O Batedor: Pense nas mesmas dificuldades de mecânica e no mesmo caminho que faria para tornar-se um adestrador, investir muito na perícia Encontrar o Caminho para compensar a Agilidade, que também é o atributo principal do batedor. Poucos talentos poderão ajudá-lo nesse sentido, mas mover-se utilizando Força no lugar de Agilidade com Atravessar já vai ajudar bastante em suas excursões pela zona. Já a construção dentro do jogo pode ser mais fácil e divertida. Tornar-se um batedor pode ser um caminho interessante para um brutamonte que se cansou na vida na arca e quer descobrir o mundo que há lá fora. Trabalhar desviando dos inimigos, procurando artefatos e evitando a podridão são tarefas facilmente conciliáveis com o brutamonte quando o pau quebrar.

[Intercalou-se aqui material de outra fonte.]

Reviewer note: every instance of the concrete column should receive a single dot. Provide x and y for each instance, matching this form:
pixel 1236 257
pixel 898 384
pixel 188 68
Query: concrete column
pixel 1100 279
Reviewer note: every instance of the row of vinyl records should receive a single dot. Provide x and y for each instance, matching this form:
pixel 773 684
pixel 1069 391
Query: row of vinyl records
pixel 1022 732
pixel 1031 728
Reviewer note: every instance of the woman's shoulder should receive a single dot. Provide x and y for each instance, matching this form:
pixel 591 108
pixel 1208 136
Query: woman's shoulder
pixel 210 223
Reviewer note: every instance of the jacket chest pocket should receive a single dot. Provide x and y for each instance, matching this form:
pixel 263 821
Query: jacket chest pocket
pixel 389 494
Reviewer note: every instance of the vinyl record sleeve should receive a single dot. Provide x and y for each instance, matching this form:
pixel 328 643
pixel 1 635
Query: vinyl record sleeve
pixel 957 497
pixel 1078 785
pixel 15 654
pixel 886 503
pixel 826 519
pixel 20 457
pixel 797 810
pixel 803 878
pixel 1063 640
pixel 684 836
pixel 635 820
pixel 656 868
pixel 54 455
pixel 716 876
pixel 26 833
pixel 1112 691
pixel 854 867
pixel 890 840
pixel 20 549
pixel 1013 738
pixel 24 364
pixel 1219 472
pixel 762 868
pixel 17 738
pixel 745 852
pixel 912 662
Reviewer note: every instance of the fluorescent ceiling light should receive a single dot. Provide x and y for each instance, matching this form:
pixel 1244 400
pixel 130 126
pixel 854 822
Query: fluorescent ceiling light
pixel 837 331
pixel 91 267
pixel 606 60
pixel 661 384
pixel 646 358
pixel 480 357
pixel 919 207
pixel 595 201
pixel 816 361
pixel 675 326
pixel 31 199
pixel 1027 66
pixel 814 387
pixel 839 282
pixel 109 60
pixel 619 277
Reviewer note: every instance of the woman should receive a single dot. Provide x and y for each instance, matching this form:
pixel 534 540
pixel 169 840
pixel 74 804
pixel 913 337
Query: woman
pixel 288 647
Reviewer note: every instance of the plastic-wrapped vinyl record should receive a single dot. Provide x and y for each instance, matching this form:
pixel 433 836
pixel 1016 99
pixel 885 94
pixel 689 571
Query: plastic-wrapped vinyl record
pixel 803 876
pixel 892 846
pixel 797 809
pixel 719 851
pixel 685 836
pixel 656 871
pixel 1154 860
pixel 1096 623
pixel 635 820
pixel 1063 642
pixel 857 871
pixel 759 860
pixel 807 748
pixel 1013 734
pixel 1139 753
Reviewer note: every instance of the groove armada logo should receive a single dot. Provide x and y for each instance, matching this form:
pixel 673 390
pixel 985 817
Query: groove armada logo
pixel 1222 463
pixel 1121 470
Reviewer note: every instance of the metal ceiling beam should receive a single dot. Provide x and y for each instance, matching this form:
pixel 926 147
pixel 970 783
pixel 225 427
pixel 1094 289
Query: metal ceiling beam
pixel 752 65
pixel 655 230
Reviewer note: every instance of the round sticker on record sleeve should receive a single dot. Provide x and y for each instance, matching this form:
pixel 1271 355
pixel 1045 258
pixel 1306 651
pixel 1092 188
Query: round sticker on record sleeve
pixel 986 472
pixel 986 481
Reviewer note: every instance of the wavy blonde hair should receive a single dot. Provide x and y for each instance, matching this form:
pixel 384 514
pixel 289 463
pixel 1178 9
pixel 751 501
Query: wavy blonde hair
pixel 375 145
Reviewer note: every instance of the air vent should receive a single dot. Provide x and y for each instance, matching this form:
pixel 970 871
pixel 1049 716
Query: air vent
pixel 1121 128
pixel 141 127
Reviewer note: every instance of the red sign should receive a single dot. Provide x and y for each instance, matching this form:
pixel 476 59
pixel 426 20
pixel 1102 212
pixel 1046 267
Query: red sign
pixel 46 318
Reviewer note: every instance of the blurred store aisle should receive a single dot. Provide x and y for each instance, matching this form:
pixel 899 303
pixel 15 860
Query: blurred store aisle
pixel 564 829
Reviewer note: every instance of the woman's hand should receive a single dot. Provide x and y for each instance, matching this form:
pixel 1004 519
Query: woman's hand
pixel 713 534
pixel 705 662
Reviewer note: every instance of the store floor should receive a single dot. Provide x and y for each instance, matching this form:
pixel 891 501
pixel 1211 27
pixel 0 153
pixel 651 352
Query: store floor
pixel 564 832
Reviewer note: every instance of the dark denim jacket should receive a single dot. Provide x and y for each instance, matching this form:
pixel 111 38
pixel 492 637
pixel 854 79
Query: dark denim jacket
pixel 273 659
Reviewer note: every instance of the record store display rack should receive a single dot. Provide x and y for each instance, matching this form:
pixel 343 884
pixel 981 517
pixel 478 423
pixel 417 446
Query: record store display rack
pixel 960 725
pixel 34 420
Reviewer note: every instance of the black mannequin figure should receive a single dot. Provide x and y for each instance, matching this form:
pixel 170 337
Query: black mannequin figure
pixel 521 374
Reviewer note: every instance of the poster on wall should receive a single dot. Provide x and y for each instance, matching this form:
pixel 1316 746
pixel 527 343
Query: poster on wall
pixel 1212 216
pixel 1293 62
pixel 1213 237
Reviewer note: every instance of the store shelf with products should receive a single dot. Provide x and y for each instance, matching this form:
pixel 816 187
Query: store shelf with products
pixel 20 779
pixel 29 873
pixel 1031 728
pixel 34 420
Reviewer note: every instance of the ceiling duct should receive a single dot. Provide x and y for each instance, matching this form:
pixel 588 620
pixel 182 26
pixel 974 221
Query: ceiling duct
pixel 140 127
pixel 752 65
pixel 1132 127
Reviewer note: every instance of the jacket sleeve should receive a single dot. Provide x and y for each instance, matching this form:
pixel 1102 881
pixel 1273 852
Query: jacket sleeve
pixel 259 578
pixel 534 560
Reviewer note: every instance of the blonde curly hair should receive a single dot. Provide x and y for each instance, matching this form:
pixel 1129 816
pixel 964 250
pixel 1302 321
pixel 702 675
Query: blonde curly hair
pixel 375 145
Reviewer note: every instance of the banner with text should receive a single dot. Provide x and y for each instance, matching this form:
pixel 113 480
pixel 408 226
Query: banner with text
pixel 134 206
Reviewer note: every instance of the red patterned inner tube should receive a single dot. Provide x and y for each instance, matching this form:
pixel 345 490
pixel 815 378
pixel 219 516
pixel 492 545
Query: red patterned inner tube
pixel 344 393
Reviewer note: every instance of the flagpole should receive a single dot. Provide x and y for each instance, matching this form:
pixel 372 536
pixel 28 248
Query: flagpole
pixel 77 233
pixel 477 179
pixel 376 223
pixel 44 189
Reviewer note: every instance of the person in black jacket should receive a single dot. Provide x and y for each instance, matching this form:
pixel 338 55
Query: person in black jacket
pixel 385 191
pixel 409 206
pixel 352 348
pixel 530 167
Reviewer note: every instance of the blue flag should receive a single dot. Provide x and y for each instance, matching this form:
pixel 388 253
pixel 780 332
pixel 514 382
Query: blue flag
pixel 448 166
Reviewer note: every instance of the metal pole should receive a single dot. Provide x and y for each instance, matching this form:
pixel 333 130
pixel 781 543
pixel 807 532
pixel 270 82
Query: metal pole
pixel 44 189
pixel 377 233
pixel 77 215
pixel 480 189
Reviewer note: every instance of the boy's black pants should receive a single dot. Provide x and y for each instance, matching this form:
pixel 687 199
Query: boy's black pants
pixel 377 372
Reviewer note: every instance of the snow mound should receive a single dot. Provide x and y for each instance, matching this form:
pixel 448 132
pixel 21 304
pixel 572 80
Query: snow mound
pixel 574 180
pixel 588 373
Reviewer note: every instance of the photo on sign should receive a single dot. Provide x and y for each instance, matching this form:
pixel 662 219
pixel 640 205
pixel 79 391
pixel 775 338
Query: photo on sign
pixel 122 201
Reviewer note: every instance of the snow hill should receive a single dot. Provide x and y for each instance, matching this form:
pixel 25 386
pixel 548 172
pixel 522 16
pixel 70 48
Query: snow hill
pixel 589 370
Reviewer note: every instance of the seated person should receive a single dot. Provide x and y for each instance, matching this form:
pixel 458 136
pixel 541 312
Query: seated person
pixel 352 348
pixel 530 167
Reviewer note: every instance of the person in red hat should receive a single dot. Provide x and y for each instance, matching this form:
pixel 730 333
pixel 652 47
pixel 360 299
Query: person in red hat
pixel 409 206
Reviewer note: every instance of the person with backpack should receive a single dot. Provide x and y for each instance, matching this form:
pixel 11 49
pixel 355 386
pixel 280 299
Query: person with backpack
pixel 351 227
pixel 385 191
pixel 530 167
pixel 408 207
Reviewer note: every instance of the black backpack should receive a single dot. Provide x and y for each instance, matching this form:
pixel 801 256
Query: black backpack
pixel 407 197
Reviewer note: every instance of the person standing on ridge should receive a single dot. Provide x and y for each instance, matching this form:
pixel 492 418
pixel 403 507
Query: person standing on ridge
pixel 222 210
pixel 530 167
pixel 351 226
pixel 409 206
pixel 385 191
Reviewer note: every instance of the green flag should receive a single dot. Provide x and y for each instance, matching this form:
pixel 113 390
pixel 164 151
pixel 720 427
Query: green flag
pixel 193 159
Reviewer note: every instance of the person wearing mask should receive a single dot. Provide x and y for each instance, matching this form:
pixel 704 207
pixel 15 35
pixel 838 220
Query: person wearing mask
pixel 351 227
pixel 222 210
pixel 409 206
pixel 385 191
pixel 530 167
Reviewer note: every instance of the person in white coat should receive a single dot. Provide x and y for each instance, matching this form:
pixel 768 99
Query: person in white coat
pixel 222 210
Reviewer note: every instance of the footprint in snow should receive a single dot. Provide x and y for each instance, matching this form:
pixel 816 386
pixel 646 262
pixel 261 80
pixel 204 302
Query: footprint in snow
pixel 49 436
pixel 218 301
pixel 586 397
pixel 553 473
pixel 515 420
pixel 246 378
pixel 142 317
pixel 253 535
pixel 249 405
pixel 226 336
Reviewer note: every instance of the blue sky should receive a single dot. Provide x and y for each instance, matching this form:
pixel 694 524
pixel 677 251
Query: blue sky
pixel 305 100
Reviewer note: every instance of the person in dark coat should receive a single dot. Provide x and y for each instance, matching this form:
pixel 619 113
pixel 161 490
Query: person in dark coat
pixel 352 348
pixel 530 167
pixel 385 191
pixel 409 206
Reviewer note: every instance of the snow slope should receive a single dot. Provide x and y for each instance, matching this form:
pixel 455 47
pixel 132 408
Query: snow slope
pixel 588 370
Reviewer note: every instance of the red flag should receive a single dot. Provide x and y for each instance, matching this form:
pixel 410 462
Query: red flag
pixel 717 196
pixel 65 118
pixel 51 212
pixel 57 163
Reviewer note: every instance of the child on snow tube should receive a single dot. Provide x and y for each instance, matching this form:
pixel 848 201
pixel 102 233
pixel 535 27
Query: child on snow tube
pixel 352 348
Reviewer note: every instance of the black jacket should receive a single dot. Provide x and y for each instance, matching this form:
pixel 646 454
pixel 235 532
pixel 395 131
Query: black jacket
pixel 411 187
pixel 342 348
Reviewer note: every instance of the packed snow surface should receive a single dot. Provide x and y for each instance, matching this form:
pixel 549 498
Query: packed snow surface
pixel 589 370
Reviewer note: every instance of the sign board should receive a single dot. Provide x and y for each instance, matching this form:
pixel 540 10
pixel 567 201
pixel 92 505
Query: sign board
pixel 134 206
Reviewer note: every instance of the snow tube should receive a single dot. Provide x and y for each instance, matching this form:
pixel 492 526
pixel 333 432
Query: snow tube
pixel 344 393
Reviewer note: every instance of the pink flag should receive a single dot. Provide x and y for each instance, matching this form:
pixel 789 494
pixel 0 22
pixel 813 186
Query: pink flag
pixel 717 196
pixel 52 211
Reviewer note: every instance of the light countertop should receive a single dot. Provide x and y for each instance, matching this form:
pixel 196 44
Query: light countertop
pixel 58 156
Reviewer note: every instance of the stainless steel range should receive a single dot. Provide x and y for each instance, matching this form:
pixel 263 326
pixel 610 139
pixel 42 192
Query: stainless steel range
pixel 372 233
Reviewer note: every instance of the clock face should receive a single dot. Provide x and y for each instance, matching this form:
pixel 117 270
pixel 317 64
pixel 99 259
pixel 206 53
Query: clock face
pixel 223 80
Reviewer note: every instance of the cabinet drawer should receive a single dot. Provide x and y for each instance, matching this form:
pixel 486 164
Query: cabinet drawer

O Chefão: Eu gosto de imaginar um brutamonte que se torna um chefão, esse seria um cara durão de verdade. Ele acaba sanando um ponto fraco do chefão quando este precisar se impor pela força e isso vai acontecer sempre. Claro que a perícia principal do segundo é a Astúcia, mas isso pode ser melhorado investido bons pontos de experiência no talento Comandar. Falando em roleplay, não é nada difícil e até um pouco óbvio imaginar um brutamonte que ascenda ao lugar de chefão depois de muito tempo emprestando ou vendendo seus músculos.
O Cronista: Penso que nem o adestrador seja tão longe de um brutamonte quanto o cronista. Gosto de pensar o cronista como a cabeça pensante da arca e se você pensar seu brutamonte como um toque mais refinado, tudo bem, mas eu não entraria nessa praia. Do ponto de vista da mecânica, nem o atributo principal do papel, Empatia, nem sua perícia de especialista, Inspirar, fecham bem com a ideia de um brutamonte. Imagine um que opte por sempre incentivar e auxiliar seus companheiros no lugar de entrar de cabeça na porrada! Por outro lado (existe sempre um outro lado), vai que seu brutamonte desistiu de uma vida de sangue e dentes quebrados e optou por uma outra jornada. Quem sabe, depois de uma grande revelação, ele tenha entendido que o Éden é uma busca interna, uma jornada de autorreflexão. Essas experiências de imersão costumam gerar boas histórias, algumas que duram por uma vida inteira.
O Engenhoqueiro: Pensem comigo, por que razão nessa terra devastada um brutamonte decidiria transforma-se em um engenhoqueiro? Eu já respondo: sobrevivência, meus camaradas. Não se dispensa uma arma improvisada, um escudo com aquela placa de metal, uma boa dose de birita fabricada com seu destilador improvisado para te deixar novinho em folha. Pode ser muito útil não ter que recorrer aos negociantes para obter essas maravilhas, não ter que ficar apelando troca de favores com o engenhoqueiro, isso é libertação! Quando não houver engenhoqueiro no grupo, então, penso que essa seja uma ótima e divertida opção. Tratando da mecânica, o atributo principal do engenhoqueiro é a Astúcia. Seria um problema? Nada que você não possa resolver investindo uns pontinhos a mais em Fazer Gambiarra para angariar dados a mais em sua jogada.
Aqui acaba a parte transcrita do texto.